THE WORLD Diabetes Day passed by without much fanfare and the usual festive atmosphere expected in special occasions. The truth is, there is not much reason to celebrate rather it is a sad reality diabetes mellitus has encroached and invaded, so to speak, the household of every nation in the planet, not only in the so-called industrialized rich countries but more so in struggling poor nations. Despite the alarming incidence and prevalence rate- supposedly 240 million currently and counting- diabetes is not yet well understood by the majority of the populace, which might explain why, most newly-diagnosed diabetics are already in their advanced state.
Diabetes came from a Greek word which translated literally means “siphon" in obvious reference to the copious amounts of urine of diabetics. Type 1 diabetes mellitus is insulin dependent, in the sense the patient's pancreas, more specifically the beta cells of the Islets of Langerhans - have been destroyed ad demolished by microbes- virus, more specifically the mumps virus when the person has reached pubertal years. It must be emphasized that if a child has the usual childhood diseases- mumps, chicken pox, measles before puberty, there would be uneventful recovery, meaning no serious complications. That's why parents are advised that somehow, not to be so over-protective of their children, that it would be wise to expose them to these viral diseases early on in their early years.
Diabetes type 2 or the so-called adult onset diabetes has a strong genetic predisposition, meaning if a relative, whether it is straight vertical transmission- mother to daughter- or diagonal transmission- auntie to niece or uncle to a nephew- it appears that the gene for Type 2 DM - which is supposedly in chromosome No.6 close to the gene that encodes obesity, is an inducible gene, meaning that not all the siblings of diabetic parents would have the disease. Like for example, if a brother is aware of the sad, dismal state of a parent, who now has to undergo periodic dialysis because of end stage renal disease (ESRD) or CKD (chronic kidney disease), and this brother is careful with what he eats, drinks and follows a regimented system of exercise, then, he may not suffer from diabetes for the rest of his life. On the other hand, if a sister eats with gay abandon all that whets her appetite and to make things worse, an avowed coach potato, then in all likelihood, she would start manifesting the signs and symptoms late 20s or early 30s.

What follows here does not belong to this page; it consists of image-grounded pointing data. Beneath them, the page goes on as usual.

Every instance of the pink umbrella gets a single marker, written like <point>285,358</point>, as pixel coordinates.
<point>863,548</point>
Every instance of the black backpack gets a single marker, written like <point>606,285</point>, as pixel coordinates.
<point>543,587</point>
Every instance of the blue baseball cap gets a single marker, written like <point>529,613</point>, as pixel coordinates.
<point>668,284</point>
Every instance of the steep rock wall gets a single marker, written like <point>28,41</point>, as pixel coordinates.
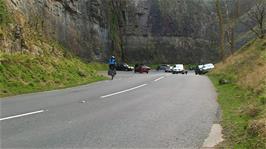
<point>146,31</point>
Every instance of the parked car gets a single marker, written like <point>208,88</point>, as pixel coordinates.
<point>163,67</point>
<point>169,69</point>
<point>124,67</point>
<point>141,68</point>
<point>203,69</point>
<point>179,68</point>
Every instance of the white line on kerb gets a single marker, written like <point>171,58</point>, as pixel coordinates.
<point>21,115</point>
<point>124,91</point>
<point>158,79</point>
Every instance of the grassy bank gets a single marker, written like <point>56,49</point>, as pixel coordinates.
<point>25,73</point>
<point>243,100</point>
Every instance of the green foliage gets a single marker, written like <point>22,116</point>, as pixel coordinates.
<point>243,101</point>
<point>3,13</point>
<point>24,73</point>
<point>234,102</point>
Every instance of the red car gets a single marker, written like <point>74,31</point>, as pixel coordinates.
<point>141,68</point>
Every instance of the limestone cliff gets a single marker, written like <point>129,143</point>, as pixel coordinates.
<point>147,31</point>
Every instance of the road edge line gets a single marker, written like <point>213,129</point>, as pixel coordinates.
<point>120,92</point>
<point>21,115</point>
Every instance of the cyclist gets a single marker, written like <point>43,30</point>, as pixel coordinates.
<point>112,66</point>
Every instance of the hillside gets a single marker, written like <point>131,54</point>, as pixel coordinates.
<point>144,31</point>
<point>243,100</point>
<point>30,61</point>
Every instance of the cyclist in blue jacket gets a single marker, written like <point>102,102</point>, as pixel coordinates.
<point>112,63</point>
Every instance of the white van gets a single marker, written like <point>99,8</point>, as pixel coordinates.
<point>179,68</point>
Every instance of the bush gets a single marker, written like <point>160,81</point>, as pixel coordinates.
<point>3,13</point>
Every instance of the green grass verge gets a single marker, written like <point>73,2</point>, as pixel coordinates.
<point>239,107</point>
<point>25,73</point>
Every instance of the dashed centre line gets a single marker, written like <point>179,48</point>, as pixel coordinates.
<point>159,79</point>
<point>127,90</point>
<point>22,115</point>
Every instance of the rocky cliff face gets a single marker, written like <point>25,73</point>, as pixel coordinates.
<point>79,25</point>
<point>148,31</point>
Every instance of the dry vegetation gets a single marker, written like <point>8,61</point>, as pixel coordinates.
<point>243,101</point>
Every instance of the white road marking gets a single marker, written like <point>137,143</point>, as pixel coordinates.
<point>127,90</point>
<point>21,115</point>
<point>215,137</point>
<point>158,79</point>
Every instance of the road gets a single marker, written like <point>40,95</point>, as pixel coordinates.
<point>155,110</point>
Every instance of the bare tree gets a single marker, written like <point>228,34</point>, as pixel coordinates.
<point>231,24</point>
<point>221,28</point>
<point>257,16</point>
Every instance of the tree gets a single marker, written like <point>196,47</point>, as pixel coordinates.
<point>257,17</point>
<point>232,21</point>
<point>221,28</point>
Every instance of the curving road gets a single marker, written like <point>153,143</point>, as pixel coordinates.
<point>155,110</point>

The public now is aware of the so-called 3 P's of diabetes mellitus. Polyuria is frequent urination; despite the frequency of urination, the patient puts out voluminous amounts of urine, whose specific gravity would be high,( normal is 1.004-1.024) because of its heavy load of sugar-glycosuria. Polydipsia is frequency of thirst or the urge to drink a lot of water. In the past, many argued that the reason the patient is always urinating is because he/she has been drinking. A study was conducted in which the patients were not allowed to drink water or any liquid for four hours. Result, despite the water restriction, the patients still was urinating profusely. Message is, diabetics could easily be dehydrated.
The 3rd be is polyphagia or the sensation of always feeling hungry. Indeed it has been observed that even if the patient has eaten, in a few moments he/she feels the pangs of hunger, accompanied by weakness and easy fatigability. Your columnist has added another P, which is the persistence of a non-healing wound. Everybody in the medical world- nurses, doctors, med technologists, hospital orderlies and other health care givers- are aware of the fact that, it takes a much longer time to treat a diabetic wound until it heals to a sturdy strong scar tissue.
We have heard of stories of dehiscence- opening of a previous surgical scar- among diabetics who had undergone operations- especially abdominal surgery.
Lastly, please allow us to inform our dear readers, friends and patients that, it is not only sugar or sweets that the diabetic must minimize- look we are not saying 'avoid' because we want our diabetics to also enjoy life- but carbohydrates in general- rice, wheat, potatoes and all foods that are derivatives of starch. Of course, easy also on fats and same with proteins. in short, a reasonably balanced diet should be always the daily fare of the diabetic, that way Life may not always be sweeter but definitely healthier! Cheers!